Elsevier

Neural Networks

Volume 124, April 2020, Pages 75-85
Neural Networks

2020 Special Issue
A 3D deep supervised densely network for small organs of human temporal bone segmentation in CT images

https://doi.org/10.1016/j.neunet.2020.01.005Get rights and content

Abstract

Computed Tomography (CT) has become an important way for examining the critical anatomical organs of the human temporal bone in the diagnosis and treatment of ear diseases. Segmentation of the critical anatomical organs is an important fundamental step for the computer assistant analysis of human temporal bone CT images. However, it is challenging to segment sophisticated and small organs. To deal with this issue, a novel 3D Deep Supervised Densely Network (3D-DSD Net) is proposed in this paper. The network adopts a dense connection design and a 3D multi-pooling feature fusion strategy in the encoding stage of the 3D-Unet, and a 3D deep supervised mechanism is employed in the decoding stage. The experimental results show that our method achieved competitive performance in the CT data segmentation task of the small organs in the temporal bone.

Introduction

Temporal bone Computed Tomography (CT) scan is an established standard for the examination of otopathy to detect anatomical abnormality in the human temporal bone (Jager et al., 2005). With the increasing of clinical diagnosis of ear diseases, temporal bone CT images are exploding rapidly, and doctors have to face massive CT images to process, which increase the workload of doctors. Therefore, it is important to automatically segment the critical anatomical organ of the temporal bone from the CT scans to reduce the workload of doctors and reduce misdiagnosis. Accurate segmentation of the critical anatomical organs of the temporal bone not only helps to understand their structural features but also plays an important role in determining clinical surgical procedures (Yamashita et al., 2018).

The anatomical structure of human temporal bone is illustrated in Fig. 1. There are more than 30 anatomical structures embedded in the temporal bone, in which most of critical anatomical organs investigated in this paper are labeled in Fig. 1, including the malleus, the incus, the external contour of cochlea (ECC), the internal cavity of cochlea (ICC), the vestibule, the superior semicircular canal (SSC), the posterior semicircular canal (PSC) and the lateral semicircular canal (LSC). The internal acoustic meatus (IAM) cannot be observed in this view.

Automatic segmentation of critical anatomical organs is a challenging task from human temporal bone CT images, because of the sophisticated in structure, small in volume, low resolution, and high diversity in the shape and texture feature. For example, in a 512 × 512 × 199 voxels human temporal bone CT sequence, the largest organ internal acoustic meatus includes about 1298 voxels, while the smallest organ malleus includes merely about 184 voxels. The target area in a single CT slice accounts for less than 1% of the overall image. Different critical anatomical organs are quite different in shape, size, and density etc., and the boundary between the target area and surrounding organs are not clear. These characteristics bring great challenges to the automatic segmentation of temporal bone CT images.

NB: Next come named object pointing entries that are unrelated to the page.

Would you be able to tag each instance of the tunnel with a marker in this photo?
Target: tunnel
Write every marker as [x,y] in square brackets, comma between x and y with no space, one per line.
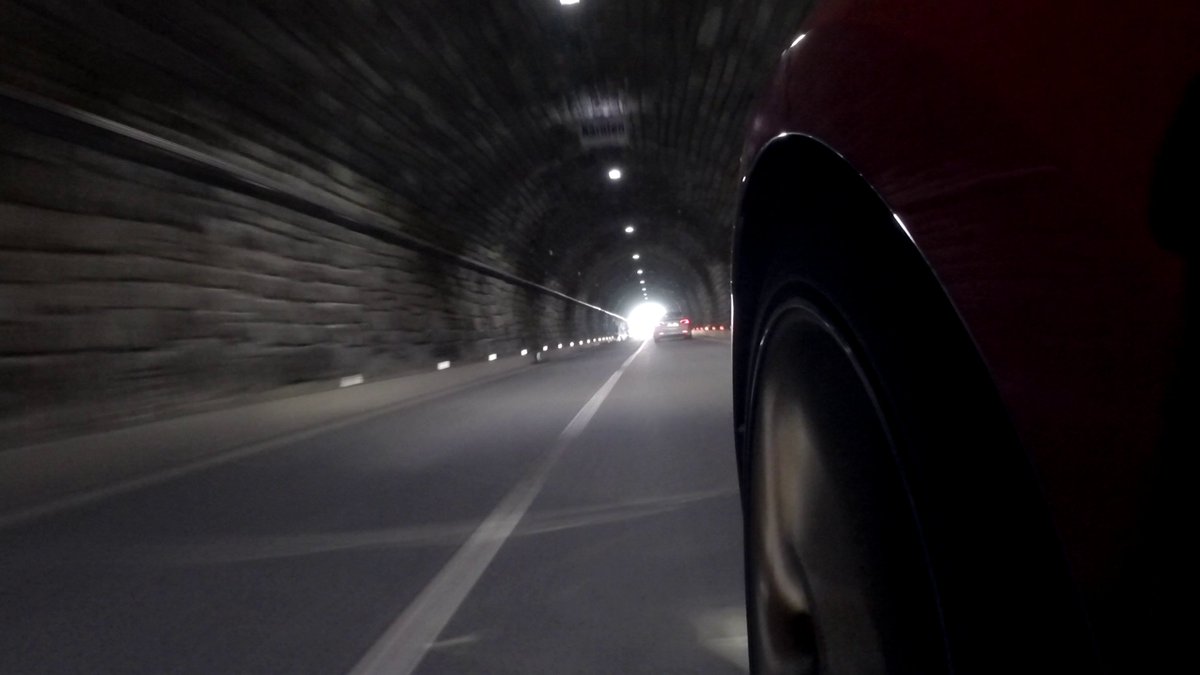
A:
[205,199]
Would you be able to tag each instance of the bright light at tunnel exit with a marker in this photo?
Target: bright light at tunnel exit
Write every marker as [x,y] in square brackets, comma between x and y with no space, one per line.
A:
[643,318]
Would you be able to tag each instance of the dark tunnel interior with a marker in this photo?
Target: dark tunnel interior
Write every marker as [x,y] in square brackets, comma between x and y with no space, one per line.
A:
[202,199]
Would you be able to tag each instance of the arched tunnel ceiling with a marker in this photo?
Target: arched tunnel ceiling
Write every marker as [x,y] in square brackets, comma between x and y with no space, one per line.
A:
[485,126]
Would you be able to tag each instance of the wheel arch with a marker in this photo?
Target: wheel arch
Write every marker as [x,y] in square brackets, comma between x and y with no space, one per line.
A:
[792,178]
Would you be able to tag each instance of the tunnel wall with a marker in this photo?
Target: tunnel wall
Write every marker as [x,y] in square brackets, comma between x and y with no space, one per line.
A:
[130,292]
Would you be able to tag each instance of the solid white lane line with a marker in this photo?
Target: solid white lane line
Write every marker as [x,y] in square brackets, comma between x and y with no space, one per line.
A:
[406,641]
[22,515]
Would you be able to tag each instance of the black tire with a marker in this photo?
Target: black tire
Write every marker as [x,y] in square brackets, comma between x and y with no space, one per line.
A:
[892,521]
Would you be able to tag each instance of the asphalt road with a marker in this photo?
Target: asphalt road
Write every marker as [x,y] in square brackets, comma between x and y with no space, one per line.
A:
[564,519]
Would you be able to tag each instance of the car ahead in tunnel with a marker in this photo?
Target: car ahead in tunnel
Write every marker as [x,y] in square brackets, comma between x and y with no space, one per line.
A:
[964,286]
[673,324]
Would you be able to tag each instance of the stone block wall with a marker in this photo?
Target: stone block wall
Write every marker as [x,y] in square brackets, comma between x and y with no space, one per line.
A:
[130,292]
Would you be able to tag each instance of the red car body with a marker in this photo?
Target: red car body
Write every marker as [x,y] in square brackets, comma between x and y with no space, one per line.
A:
[1018,143]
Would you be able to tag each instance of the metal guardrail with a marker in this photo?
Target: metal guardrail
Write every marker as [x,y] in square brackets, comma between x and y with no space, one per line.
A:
[87,129]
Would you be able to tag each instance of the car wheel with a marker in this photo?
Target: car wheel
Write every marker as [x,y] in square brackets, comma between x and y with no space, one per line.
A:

Various segmentation algorithms have been intensively investigated. The classic medical image segmentation methods can be divided into 3 generations (Masood, Sharif, Masood, Yasmin, & Raza, 2015). The first generation includes thresholding methods, region growing methods, and edge-based methods. The second generation includes classifiers, clustering, deformable models, and graph searching. The third-generation includes graph guided approaches, shape models and appearance models. Each method has its pros and cons. For example, the threshold segmentation algorithm requires selecting a suitable threshold, and the region growing algorithm requires selecting the appropriate seed point. Although much research work has been done in medical image segmentation there is still huge room available for more efficient and effective techniques.

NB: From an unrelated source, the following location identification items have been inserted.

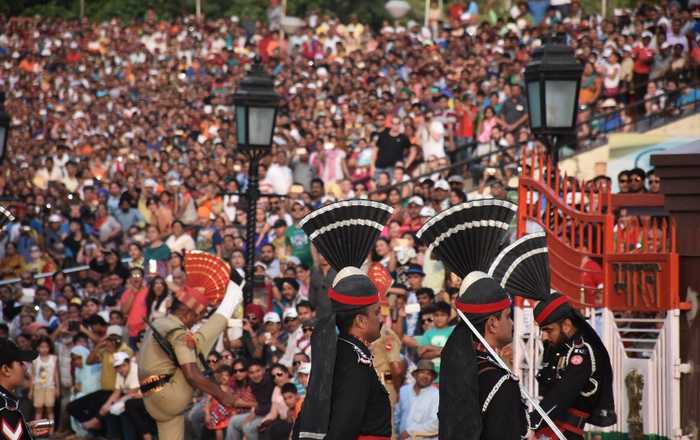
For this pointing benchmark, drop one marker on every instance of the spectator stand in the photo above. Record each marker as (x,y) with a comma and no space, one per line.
(678,98)
(615,256)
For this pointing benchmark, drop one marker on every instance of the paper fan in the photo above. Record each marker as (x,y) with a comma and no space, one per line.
(344,232)
(5,216)
(522,268)
(467,236)
(208,274)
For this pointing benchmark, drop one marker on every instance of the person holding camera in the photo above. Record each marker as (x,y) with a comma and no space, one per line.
(12,373)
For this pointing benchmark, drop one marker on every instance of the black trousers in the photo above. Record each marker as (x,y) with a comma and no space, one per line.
(278,430)
(88,406)
(143,423)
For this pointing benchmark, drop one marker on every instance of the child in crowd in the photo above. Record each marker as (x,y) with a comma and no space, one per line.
(216,415)
(44,380)
(293,401)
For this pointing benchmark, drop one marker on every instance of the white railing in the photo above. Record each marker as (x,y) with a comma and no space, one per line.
(655,354)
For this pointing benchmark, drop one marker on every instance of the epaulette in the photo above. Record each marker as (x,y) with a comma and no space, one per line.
(362,357)
(8,403)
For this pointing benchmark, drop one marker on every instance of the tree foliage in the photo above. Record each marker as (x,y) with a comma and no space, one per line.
(369,11)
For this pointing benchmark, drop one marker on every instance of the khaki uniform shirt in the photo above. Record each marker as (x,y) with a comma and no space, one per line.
(385,350)
(185,343)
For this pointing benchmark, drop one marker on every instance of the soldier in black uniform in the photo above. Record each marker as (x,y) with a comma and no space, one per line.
(478,398)
(345,399)
(575,378)
(12,372)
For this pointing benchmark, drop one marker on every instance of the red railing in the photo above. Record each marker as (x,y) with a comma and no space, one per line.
(600,255)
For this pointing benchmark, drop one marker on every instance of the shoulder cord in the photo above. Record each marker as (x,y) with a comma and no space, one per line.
(200,356)
(493,392)
(593,369)
(6,403)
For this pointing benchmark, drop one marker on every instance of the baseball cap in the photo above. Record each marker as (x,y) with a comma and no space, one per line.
(114,330)
(415,200)
(425,364)
(415,269)
(427,211)
(442,184)
(10,353)
(51,305)
(304,368)
(290,313)
(279,223)
(271,317)
(119,359)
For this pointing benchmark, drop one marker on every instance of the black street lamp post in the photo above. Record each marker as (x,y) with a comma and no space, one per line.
(4,128)
(256,105)
(552,82)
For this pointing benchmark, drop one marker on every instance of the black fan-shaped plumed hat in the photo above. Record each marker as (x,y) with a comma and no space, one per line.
(344,233)
(5,216)
(522,268)
(466,238)
(557,307)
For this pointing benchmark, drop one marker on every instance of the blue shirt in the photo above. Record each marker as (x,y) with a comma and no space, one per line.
(417,413)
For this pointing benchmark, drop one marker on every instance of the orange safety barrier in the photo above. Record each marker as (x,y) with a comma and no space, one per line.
(600,256)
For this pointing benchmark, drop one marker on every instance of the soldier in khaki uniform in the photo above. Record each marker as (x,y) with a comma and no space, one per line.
(170,362)
(386,352)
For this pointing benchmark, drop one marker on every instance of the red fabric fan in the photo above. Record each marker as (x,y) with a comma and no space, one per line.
(208,276)
(381,278)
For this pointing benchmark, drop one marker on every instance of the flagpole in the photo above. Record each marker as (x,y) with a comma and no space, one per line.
(503,365)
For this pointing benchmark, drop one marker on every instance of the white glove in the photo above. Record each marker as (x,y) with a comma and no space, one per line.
(233,297)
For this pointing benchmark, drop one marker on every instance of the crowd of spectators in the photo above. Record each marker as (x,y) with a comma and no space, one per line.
(122,157)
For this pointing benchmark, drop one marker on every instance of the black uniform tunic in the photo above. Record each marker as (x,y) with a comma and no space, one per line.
(503,413)
(570,385)
(360,403)
(12,423)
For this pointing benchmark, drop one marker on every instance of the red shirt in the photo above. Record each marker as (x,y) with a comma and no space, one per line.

In recent years, with the rise of artificial intelligence technology represented by deep learning, it has provided additional technical means to implement the accurate segmentation of medical images.

Recently, the most commonly used convolutional neural network in medical image segmentation is U-net proposed by Ronneberger, Fischer, and Brox (2015). According to the recent survey on deep semantic segmentation of natural and medical images (Taghanaki, Abhishek, Cohen, Cohen-Adad, & Hamarneh, 2019), U-net architecture improved the model’s accuracy and addressed the problem of gradient vanishing, which make it becomes one of the popular architectures in segmentation tasks of medical images. Different from the fully convolutional neural network (FCN) (Long, Shelhamer, & Darrell, 2015), SegNet (Badrinarayanan, Kendall, & Cipolla, 2017) and Deeplab (Chen, Zhu, Papandreou, Schroff, & Adam, 2018) network structure, U-net adopts a bilateral symmetric architecture that consist of an encoder path to capture context information and a symmetric decoder path to recover spatial position. The encoder and decoder are connected by skip connections instead of directly monitoring the high-level semantic features. Therefore, we select the U-net as the baseline of this paper.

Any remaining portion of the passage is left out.